Comey, quien encabezó la pesquisa sobre los posibles vínculos entre la campaña presidencial de Donald Trump en 2016 y funcionarios rusos, se convierte así en el primer exalto funcionario en ser procesado por su papel en dicha investigación. La decisión judicial llega pocos días después de que el expresidente Trump instara públicamente a la fiscal general Pam Bondi a actuar contra quienes considera sus oponentes políticos.

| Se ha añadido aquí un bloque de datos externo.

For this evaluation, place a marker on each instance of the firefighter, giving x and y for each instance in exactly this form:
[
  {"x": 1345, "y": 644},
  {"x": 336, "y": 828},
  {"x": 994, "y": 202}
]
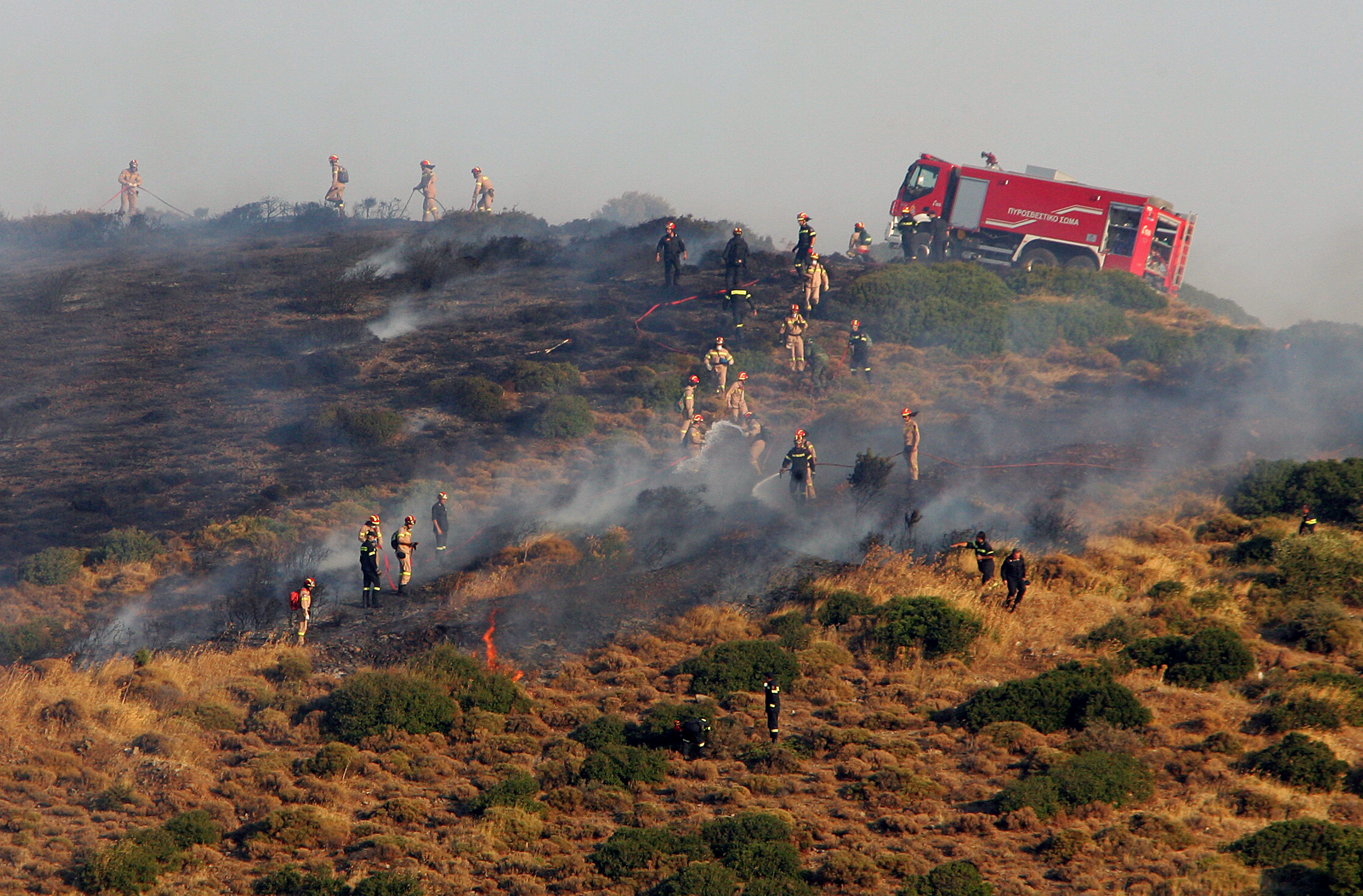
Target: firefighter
[
  {"x": 336, "y": 195},
  {"x": 911, "y": 441},
  {"x": 735, "y": 260},
  {"x": 129, "y": 179},
  {"x": 794, "y": 329},
  {"x": 303, "y": 609},
  {"x": 717, "y": 362},
  {"x": 671, "y": 253},
  {"x": 757, "y": 442},
  {"x": 439, "y": 521},
  {"x": 803, "y": 243},
  {"x": 735, "y": 302},
  {"x": 735, "y": 400},
  {"x": 371, "y": 541},
  {"x": 859, "y": 343},
  {"x": 686, "y": 404},
  {"x": 404, "y": 547},
  {"x": 801, "y": 460},
  {"x": 859, "y": 246},
  {"x": 773, "y": 706},
  {"x": 1015, "y": 576},
  {"x": 983, "y": 557},
  {"x": 815, "y": 280},
  {"x": 482, "y": 191},
  {"x": 693, "y": 435},
  {"x": 427, "y": 187}
]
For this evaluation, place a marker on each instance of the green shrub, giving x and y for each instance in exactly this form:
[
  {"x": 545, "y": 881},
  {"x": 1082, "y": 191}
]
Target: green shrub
[
  {"x": 1071, "y": 696},
  {"x": 126, "y": 546},
  {"x": 630, "y": 850},
  {"x": 472, "y": 397},
  {"x": 620, "y": 766},
  {"x": 51, "y": 566},
  {"x": 1094, "y": 777},
  {"x": 790, "y": 629},
  {"x": 330, "y": 760},
  {"x": 1298, "y": 762},
  {"x": 536, "y": 377},
  {"x": 930, "y": 624},
  {"x": 601, "y": 731},
  {"x": 1212, "y": 655},
  {"x": 842, "y": 606},
  {"x": 371, "y": 703},
  {"x": 949, "y": 879},
  {"x": 565, "y": 418},
  {"x": 739, "y": 666}
]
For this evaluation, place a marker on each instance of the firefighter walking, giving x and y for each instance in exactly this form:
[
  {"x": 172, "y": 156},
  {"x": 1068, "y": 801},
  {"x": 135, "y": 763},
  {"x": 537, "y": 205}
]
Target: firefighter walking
[
  {"x": 483, "y": 193},
  {"x": 336, "y": 194},
  {"x": 735, "y": 260},
  {"x": 430, "y": 209},
  {"x": 794, "y": 329},
  {"x": 371, "y": 542},
  {"x": 911, "y": 441},
  {"x": 801, "y": 462},
  {"x": 671, "y": 253},
  {"x": 404, "y": 547},
  {"x": 859, "y": 343},
  {"x": 717, "y": 362},
  {"x": 129, "y": 182}
]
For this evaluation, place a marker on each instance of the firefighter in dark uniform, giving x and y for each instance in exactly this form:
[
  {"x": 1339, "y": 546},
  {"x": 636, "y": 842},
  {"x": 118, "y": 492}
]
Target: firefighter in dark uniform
[
  {"x": 735, "y": 260},
  {"x": 861, "y": 346},
  {"x": 802, "y": 462},
  {"x": 983, "y": 557},
  {"x": 671, "y": 253},
  {"x": 803, "y": 243},
  {"x": 439, "y": 521},
  {"x": 773, "y": 706},
  {"x": 371, "y": 541}
]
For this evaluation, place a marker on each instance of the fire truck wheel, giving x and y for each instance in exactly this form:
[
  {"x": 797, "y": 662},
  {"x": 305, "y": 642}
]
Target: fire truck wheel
[{"x": 1038, "y": 257}]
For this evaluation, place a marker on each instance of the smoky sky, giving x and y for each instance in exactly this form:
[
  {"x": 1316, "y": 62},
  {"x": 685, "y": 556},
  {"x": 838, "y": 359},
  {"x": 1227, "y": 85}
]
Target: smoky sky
[{"x": 1244, "y": 114}]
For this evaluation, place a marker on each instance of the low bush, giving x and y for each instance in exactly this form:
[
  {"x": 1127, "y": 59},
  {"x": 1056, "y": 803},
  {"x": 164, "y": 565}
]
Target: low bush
[
  {"x": 565, "y": 418},
  {"x": 949, "y": 879},
  {"x": 1298, "y": 762},
  {"x": 472, "y": 397},
  {"x": 1095, "y": 777},
  {"x": 620, "y": 766},
  {"x": 842, "y": 606},
  {"x": 371, "y": 703},
  {"x": 739, "y": 666},
  {"x": 51, "y": 566},
  {"x": 1212, "y": 655},
  {"x": 1071, "y": 696}
]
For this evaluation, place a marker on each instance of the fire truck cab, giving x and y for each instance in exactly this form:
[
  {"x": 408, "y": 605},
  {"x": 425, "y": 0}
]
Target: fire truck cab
[{"x": 1043, "y": 217}]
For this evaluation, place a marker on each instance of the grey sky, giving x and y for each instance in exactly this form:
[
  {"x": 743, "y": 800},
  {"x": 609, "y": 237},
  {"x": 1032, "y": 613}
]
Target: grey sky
[{"x": 1248, "y": 114}]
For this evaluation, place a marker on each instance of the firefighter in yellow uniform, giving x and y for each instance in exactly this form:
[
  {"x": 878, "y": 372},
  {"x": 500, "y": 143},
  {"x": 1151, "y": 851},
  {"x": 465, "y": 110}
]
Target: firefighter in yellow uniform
[
  {"x": 130, "y": 179},
  {"x": 430, "y": 209},
  {"x": 482, "y": 191},
  {"x": 404, "y": 546},
  {"x": 717, "y": 362},
  {"x": 794, "y": 329}
]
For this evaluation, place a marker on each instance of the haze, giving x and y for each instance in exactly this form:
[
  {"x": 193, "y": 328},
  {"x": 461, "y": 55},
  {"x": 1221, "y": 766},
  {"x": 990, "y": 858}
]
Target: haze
[{"x": 1244, "y": 114}]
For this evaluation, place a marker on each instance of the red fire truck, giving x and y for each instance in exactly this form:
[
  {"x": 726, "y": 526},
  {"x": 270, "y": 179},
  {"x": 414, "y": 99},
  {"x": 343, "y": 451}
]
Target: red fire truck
[{"x": 1043, "y": 217}]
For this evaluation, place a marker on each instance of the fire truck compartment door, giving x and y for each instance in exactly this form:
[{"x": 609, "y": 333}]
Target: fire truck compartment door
[{"x": 970, "y": 204}]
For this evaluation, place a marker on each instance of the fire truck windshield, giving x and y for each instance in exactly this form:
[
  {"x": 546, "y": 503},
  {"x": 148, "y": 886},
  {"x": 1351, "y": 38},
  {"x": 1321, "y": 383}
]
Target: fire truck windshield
[{"x": 919, "y": 182}]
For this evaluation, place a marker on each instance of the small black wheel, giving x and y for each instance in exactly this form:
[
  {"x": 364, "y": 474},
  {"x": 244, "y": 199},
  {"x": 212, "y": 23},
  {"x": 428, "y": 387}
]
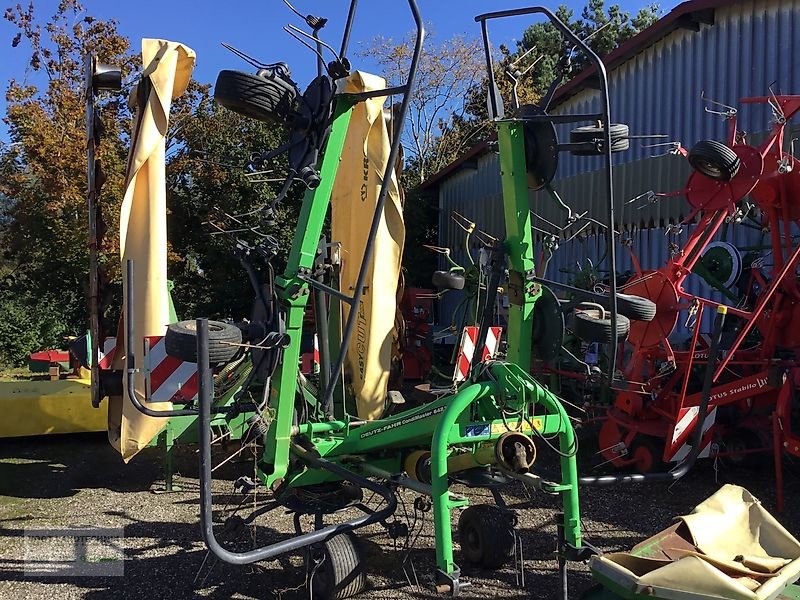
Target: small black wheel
[
  {"x": 548, "y": 326},
  {"x": 338, "y": 568},
  {"x": 592, "y": 136},
  {"x": 486, "y": 534},
  {"x": 714, "y": 159},
  {"x": 592, "y": 326},
  {"x": 265, "y": 97},
  {"x": 635, "y": 308},
  {"x": 181, "y": 341}
]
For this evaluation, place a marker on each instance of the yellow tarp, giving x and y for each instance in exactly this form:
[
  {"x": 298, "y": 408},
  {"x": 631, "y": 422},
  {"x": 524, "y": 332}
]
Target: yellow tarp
[
  {"x": 355, "y": 194},
  {"x": 43, "y": 407},
  {"x": 143, "y": 228},
  {"x": 741, "y": 553}
]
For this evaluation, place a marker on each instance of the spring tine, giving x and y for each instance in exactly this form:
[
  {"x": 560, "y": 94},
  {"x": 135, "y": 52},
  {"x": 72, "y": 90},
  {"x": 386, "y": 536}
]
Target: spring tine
[
  {"x": 439, "y": 249},
  {"x": 463, "y": 222}
]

Aunque los cargos no han sido revelados oficialmente, fuentes del Departamento de Justicia confirmaron a medios estadounidenses la naturaleza de las acusaciones. Según el gobierno, ciertas declaraciones públicas y publicaciones en redes sociales realizadas por Comey podrían constituir un abuso de su cargo.

Por su parte, el exdirector del FBI reaccionó a la imputación a través de un video publicado en su cuenta de Instagram, donde expresó: “Estoy destrozado por el Departamento de Justicia, pero tengo una gran confianza en el sistema judicial federal. Soy inocente, así que celebremos un juicio y mantengamos la fe”.

La investigación que encabezó Comey en su momento fue ampliamente criticada por Trump, quien la calificó como una “cacería de brujas”. La polémica generada por esa pesquisa derivó en el despido del entonces director del FBI en 2017, en medio de tensiones crecientes entre el Ejecutivo y los organismos de investigación.

Mientras los partidarios de Trump celebran el avance judicial, los defensores de Comey denuncian una persecución política y un intento de represalia por su papel en las investigaciones relacionadas con la injerencia rusa.